For many non-native speakers, the real hurdle isn’t a lack of professional expertise, but the painful disconnect between their internalized thoughts and their verbal delivery under pressure. While users often rely on text-based preparation as a safety net, that "perfectly phrased" content frequently crumbles during the dynamic flow of a live interview. Standard LLMs like ChatGPT can polish a script, but they leave users with a massive delivery blind spot regarding pacing, clarity, and tone. In a three-week sprint, I aimed to bridge this gap by transforming a standard LLM into a supportive voice-AI coach that helps users move beyond memorization and toward genuine, moment-level mastery.
I led with an "Intelligence-First" methodology because I recognized that for an AI-driven product, the interface must be a direct reflection of the underlying AI behavior. To bring this to life, I sketched a storyboard to map the user’s emotional journey from the anxiety of the "delivery blind spot" to the relief of receiving objective, transcript-based coaching.

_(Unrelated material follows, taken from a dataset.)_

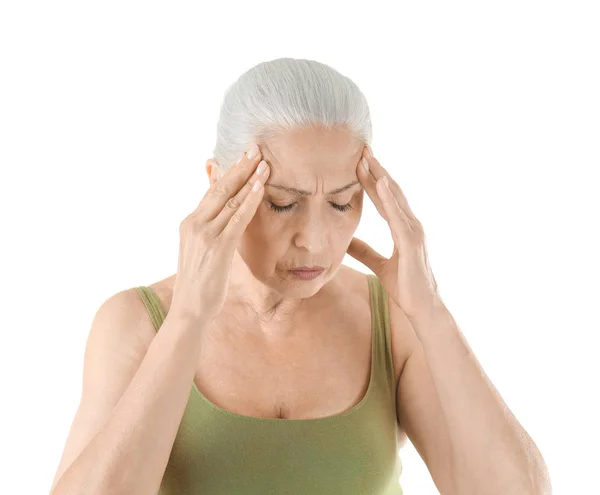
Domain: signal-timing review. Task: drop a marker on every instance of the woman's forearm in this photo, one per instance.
(493, 454)
(130, 453)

To prove this journey was technically feasible, I used Google AI Studio to verify if an LLM could move beyond simple text editing to analyze the qualitative nuances of speech like pacing and confidence. By engineering specific system instructions, I proved the AI could successfully label a transcript with STAR method beats and generate accurate delivery scores. This validation of the core logic was essential before I invested time in high-fidelity interface design.

My process was a series of rapid pivots to balance technical depth with user psychology as I moved from a data-heavy report to a supportive coaching tool.
My first prototype was a dense report with a numerical grade, but testing revealed that static summaries told users how they did without explaining how to improve.

In the next iteration, I prioritized time-stamped highlights as the primary interaction to provide a specific roadmap for improvement. By "locating" the feedback within the transcript, I refined the AI’s tone to be more supportive, transforming the experience from a high-pressure test into a constructive coaching session.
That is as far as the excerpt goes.